Baker | … | … | … | … | Adams | … |
0 | 1 | 2 | 3 | 4 | 5 | 6 |
“Clarke” hashes to 6, and slot 6 is empty.
Baker | … | … | … | … | Adams | Clarke |
0 | 1 | 2 | 3 | 4 | 5 | 6 |
“Doe” hashes to 3, and slot $3 \mod 7$ is empty, so “Doe” can be inserted there.
Baker | … | … | Doe | … | Adams | Clarke |
0 | 1 | 2 | 3 | 4 | 5 | 6 |
“Evans” hashes to 5, but slot 5 is occupied by Adams.
We consult our second hashing function, which says that “Evans” hashes to 5. We check slot $(5 + i * h_2(“Evans”)) \mod 7$ $= (5 + 1*5) \mod 7 = 3$
That slot is occupied by “Doe”.
We bump $i$ up to 2, and check slot $(5 + i * h_2(“Evans”)) \mod 7$ $= (5 + 2*5) \mod 7 = 1$
Slot 1 is empty, so we put “Evans” there.
Baker | Evans | … | Doe | … | Adams | Clarke |
0 | 1 | 2 | 3 | 4 | 5 | 6 |
Define $\lambda$,the load factor of a hash table, as the number of items contained in the table divided by the table size. In other words, the load factor measures what fraction of the table is full. By definition, $0 \leq \lambda \leq 1$.
Given an ideal collision strategy, the probability of an arbitrary cell being full is $\lambda$.
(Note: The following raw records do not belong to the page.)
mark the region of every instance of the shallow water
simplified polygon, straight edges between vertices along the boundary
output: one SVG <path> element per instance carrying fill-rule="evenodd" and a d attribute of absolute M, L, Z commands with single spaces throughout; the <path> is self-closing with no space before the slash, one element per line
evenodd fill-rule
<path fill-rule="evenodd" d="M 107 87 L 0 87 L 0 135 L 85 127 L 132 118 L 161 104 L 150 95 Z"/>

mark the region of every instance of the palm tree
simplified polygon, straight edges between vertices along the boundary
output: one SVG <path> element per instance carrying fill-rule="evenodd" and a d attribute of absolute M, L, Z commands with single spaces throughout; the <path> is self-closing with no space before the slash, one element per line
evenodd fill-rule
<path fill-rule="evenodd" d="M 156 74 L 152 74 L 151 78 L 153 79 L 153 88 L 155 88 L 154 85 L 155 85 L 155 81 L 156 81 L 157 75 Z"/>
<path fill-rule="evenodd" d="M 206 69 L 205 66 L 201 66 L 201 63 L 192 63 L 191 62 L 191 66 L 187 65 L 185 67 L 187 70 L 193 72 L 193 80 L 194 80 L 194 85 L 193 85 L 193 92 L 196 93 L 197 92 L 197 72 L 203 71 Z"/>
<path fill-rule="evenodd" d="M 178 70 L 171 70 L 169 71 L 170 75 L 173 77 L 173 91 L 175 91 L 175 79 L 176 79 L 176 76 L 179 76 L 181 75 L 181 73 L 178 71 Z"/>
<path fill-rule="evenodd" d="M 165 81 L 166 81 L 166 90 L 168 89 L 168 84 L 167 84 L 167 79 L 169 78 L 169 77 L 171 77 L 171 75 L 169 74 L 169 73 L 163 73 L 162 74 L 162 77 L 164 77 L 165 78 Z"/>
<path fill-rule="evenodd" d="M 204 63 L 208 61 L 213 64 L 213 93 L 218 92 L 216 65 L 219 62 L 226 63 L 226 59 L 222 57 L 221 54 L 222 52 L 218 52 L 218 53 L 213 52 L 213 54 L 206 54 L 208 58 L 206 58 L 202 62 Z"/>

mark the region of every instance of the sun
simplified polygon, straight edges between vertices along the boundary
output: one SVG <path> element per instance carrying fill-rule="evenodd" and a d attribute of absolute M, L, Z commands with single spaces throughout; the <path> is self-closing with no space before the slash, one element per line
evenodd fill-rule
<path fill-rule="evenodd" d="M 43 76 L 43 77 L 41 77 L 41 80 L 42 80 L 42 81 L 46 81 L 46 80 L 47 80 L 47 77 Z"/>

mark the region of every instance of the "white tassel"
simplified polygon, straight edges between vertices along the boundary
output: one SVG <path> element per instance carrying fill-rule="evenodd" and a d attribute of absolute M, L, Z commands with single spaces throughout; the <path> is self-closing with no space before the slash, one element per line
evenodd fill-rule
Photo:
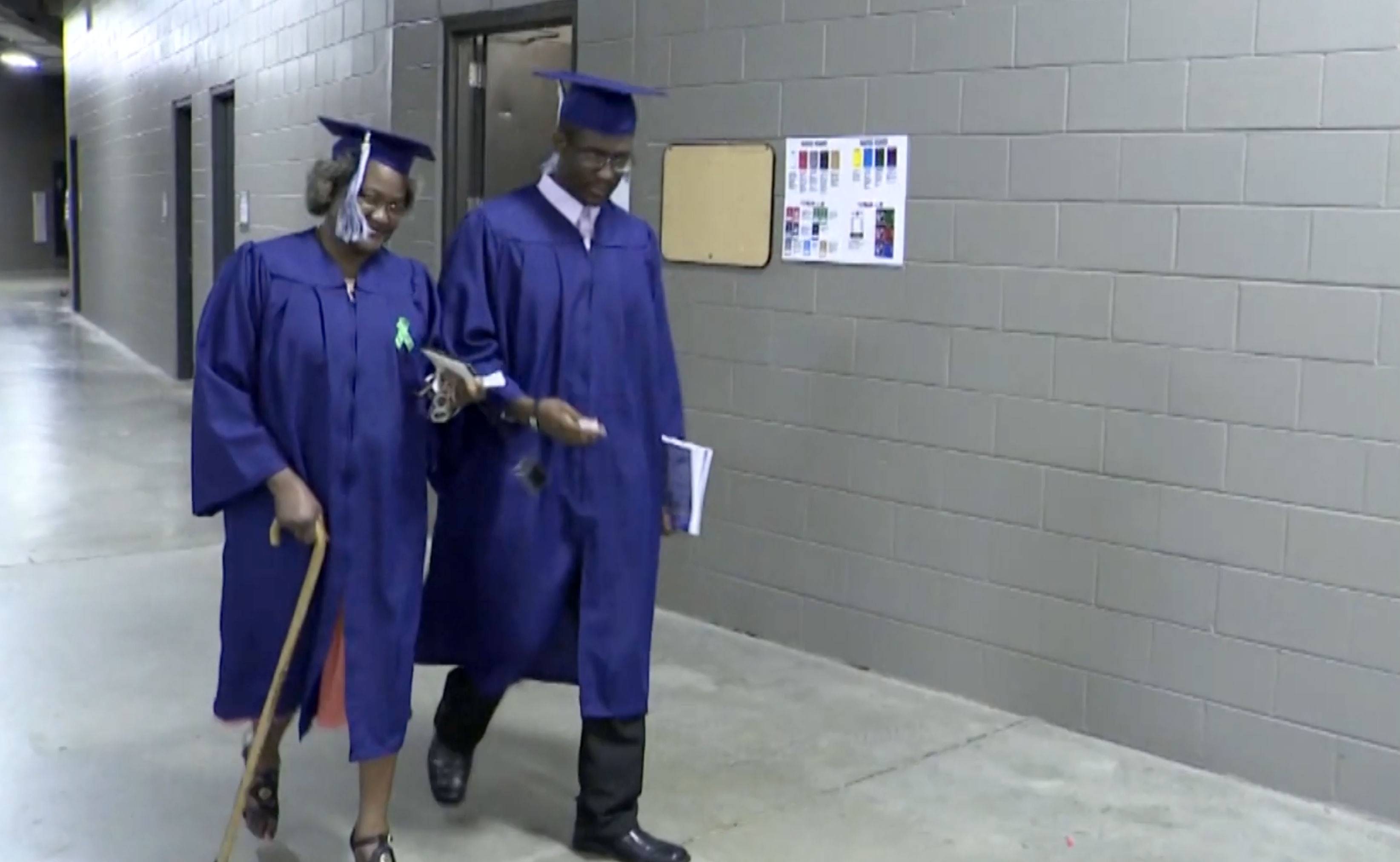
<path fill-rule="evenodd" d="M 360 189 L 364 188 L 364 172 L 370 167 L 370 133 L 364 133 L 360 143 L 360 167 L 350 185 L 346 186 L 346 198 L 340 202 L 340 213 L 336 216 L 336 235 L 342 242 L 363 242 L 370 238 L 370 223 L 360 212 Z"/>

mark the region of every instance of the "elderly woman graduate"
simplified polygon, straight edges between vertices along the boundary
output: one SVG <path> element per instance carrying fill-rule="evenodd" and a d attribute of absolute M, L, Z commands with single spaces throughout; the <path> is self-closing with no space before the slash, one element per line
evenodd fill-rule
<path fill-rule="evenodd" d="M 307 182 L 318 227 L 249 242 L 220 272 L 196 346 L 192 479 L 199 516 L 224 516 L 223 653 L 214 713 L 256 719 L 318 524 L 329 551 L 245 823 L 272 838 L 279 741 L 300 711 L 349 726 L 360 765 L 354 862 L 393 862 L 388 807 L 409 723 L 427 544 L 430 408 L 480 398 L 433 371 L 438 327 L 424 266 L 384 244 L 413 206 L 421 143 L 322 118 L 332 158 Z M 445 402 L 445 404 L 444 404 Z M 433 416 L 442 419 L 444 416 Z M 301 542 L 272 547 L 277 521 Z M 248 757 L 248 748 L 244 748 Z"/>

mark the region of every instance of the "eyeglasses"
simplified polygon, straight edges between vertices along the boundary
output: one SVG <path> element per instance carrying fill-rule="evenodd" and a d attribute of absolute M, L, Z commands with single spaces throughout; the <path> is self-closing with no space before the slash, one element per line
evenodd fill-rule
<path fill-rule="evenodd" d="M 384 210 L 385 216 L 389 219 L 402 219 L 403 213 L 409 209 L 409 205 L 405 200 L 385 199 L 378 195 L 364 192 L 360 192 L 360 206 L 370 213 Z"/>
<path fill-rule="evenodd" d="M 626 174 L 631 170 L 631 153 L 608 153 L 594 147 L 573 147 L 578 153 L 578 164 L 589 171 L 601 171 L 610 167 L 615 174 Z"/>

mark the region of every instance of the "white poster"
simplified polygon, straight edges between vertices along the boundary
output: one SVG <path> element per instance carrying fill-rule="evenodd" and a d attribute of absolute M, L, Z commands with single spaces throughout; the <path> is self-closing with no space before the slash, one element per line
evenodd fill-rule
<path fill-rule="evenodd" d="M 783 259 L 904 265 L 909 137 L 790 137 Z"/>

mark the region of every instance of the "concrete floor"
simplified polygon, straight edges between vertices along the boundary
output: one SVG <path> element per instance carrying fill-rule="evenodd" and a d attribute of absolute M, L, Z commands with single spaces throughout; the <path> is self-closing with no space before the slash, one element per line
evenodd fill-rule
<path fill-rule="evenodd" d="M 18 862 L 211 859 L 238 781 L 210 716 L 217 523 L 188 512 L 188 394 L 0 280 L 0 835 Z M 395 803 L 405 862 L 559 862 L 571 691 L 522 687 L 456 813 L 423 757 L 424 671 Z M 1400 830 L 662 615 L 644 821 L 700 862 L 1380 862 Z M 344 858 L 344 739 L 288 744 L 280 844 Z"/>

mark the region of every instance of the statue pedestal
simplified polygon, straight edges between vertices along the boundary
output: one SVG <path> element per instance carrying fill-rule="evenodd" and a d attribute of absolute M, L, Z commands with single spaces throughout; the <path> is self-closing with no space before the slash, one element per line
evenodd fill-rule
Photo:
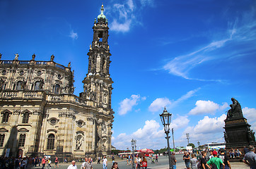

Consequently, the probability of an arbitrary cell being empty is $1-\lambda$
The average number of cells we would expect to examine before finding an open cell is therefore $\frac{1}{1-\lambda}$.
Now, we never look at more than hSize
spaces, so, for an ideal collision strategy, finds and inserts are, on average,
\[ O\left(\min\left(1/(1-\lambda), \mbox{hSize}\right)\right) \]
Here you can see the behavior of the function $1/(1-\lambda)$ as the load factor, $\lambda$ increases.
If the table is less than half full ( $\lambda < 0.5$ ), then we are talking about looking at, on average, no more than 2 slots during a search or insert. That’s not bad at all. But as $\lambda$ gets larger, the average number of slots examined grows toward hSize
(and, if the table is getting full, then N
is approaching hSize
, so we are once again degenerating toward O(N) behavior).
So, the rule of thumb for hash tables is to keep them no more than half full. At that load factor, we can treat searches and inserts as $O(1)$ operations. But if we let the load factor get much higher, we start seeing $O(N)$ performance.
Of course, none of the collision resolution schemes we’ve suggested is truly ideal, so keeping the load factor down to a reasonable level is probably even more important in practice than this idealized analysis would indicate.
And quadratic probing does tell us that it is guaranteed to work if the table size is a prime number and if $\lambda < 2$, so if we are going to keep the table no more than half-full anyway, quadratic probing winds up being an attractive choice.